No occupation is without possible health and safety issues in today’s world, not least, at the very medical institutions who take care of the nation’s health. Following the highly publicised dangers that may be present in some of the UK’s hospitals, in the form of Legionnaire’s Disease or MRSA, a recent report suggests that dentists are among the occupational groups facing a higher than average risk of developing the asbestos-related disease, mesothelioma.
Amongst the general public, there is a probably a lack of asbestos awareness that the mineral had been used in a number of applications at dental surgeries, since at least 1930. One particular use was as a protective lining material to confine melted metal, when dentists would heat metal in the casting ring or crucible to form a crown or bridge.
The main type of asbestos used in the lining was chrysotile, also known as white asbestos. The asbestos lining came in a roll which, when cut to size for making the crucible or casting ring, released asbestos fibres. Once airborne, toxic fibres can be inhaled and become stuck fast in the linings and pleural cavities of the lungs. A long latency period of up to 40 years or more would mean that it would be decades later that asbestosis symptoms would first show, indicating the presence of a developing condition of mesothelioma or asbestosis.

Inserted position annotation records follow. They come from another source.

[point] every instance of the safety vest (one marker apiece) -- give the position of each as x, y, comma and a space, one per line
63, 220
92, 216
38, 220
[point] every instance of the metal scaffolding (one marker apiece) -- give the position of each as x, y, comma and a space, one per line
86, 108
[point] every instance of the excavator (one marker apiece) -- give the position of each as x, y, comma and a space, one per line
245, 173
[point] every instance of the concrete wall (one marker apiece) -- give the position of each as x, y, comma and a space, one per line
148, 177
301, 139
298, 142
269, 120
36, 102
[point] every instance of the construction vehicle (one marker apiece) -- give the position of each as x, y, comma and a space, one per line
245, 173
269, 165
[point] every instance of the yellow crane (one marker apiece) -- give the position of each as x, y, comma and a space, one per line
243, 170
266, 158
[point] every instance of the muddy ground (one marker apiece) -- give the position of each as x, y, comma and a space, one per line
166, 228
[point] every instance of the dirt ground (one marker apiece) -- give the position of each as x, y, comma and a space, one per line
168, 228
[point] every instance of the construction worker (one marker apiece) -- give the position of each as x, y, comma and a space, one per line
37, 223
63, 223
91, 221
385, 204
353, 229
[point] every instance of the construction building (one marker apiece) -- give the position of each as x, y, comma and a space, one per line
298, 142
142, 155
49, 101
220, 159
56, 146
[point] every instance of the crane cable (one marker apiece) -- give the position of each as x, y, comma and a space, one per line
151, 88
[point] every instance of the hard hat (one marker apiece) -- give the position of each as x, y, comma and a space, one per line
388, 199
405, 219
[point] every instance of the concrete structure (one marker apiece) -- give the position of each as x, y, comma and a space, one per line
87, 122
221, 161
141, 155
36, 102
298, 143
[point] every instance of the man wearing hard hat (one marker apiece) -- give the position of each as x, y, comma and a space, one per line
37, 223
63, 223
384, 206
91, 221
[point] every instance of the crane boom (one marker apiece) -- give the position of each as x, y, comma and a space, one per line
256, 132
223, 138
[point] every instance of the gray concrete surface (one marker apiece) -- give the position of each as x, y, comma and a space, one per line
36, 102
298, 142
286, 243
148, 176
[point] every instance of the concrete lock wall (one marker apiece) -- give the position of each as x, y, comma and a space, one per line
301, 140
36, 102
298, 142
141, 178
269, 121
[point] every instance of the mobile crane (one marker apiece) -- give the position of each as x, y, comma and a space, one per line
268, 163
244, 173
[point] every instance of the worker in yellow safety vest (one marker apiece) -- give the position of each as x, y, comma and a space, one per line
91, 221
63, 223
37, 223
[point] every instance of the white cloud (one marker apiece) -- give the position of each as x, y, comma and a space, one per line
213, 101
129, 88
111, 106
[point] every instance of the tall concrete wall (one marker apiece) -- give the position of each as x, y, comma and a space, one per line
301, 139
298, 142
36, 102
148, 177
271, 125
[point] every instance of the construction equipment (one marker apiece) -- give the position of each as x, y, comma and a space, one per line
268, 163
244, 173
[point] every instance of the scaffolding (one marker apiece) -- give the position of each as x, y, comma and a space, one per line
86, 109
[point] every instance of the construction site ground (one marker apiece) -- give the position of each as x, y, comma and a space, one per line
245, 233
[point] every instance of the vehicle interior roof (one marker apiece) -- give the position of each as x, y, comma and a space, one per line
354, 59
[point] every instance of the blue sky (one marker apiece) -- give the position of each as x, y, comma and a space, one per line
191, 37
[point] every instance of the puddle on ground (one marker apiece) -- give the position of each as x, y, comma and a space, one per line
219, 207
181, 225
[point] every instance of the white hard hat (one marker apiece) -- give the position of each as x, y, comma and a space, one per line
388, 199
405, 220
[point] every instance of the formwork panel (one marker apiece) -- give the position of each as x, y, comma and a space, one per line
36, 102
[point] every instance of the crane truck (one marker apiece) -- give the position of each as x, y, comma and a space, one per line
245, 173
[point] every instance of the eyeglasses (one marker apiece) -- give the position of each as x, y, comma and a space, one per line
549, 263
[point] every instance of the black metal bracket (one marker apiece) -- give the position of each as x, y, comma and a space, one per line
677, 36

There have been several reports of dentists and dental technician developing asbestos-related diseases, although contamination levels may be lower than in other occupations. However, everyday exposure in closed, poorly ventilated spaces can create risk for dentists, dentistry students and dental technicians by the increasing concentration of asbestos fibres inhaled.
It was reported in 2009 that a dental technician died, aged 73, from contracting mesothelioma, caused by exposure to asbestos throughout his entire working life. Entering a laboratory at the age of 13, he had worked with dental equipment believed to have contained asbestos, in the lab, until retirement. The post-mortem examination found ‘an extensive tumour’ in the lung and ‘numerous asbestos fibres’, considered as ‘evidence of much greater than average exposure during life’.
The report concluded that since dentists work in small, confined examination rooms and surgeries, and usually, without taking precautions against inhaling asbestos – due to a possible lack of awareness of the hazards – they are at a greater risk, and should carefully monitor their health with their GP.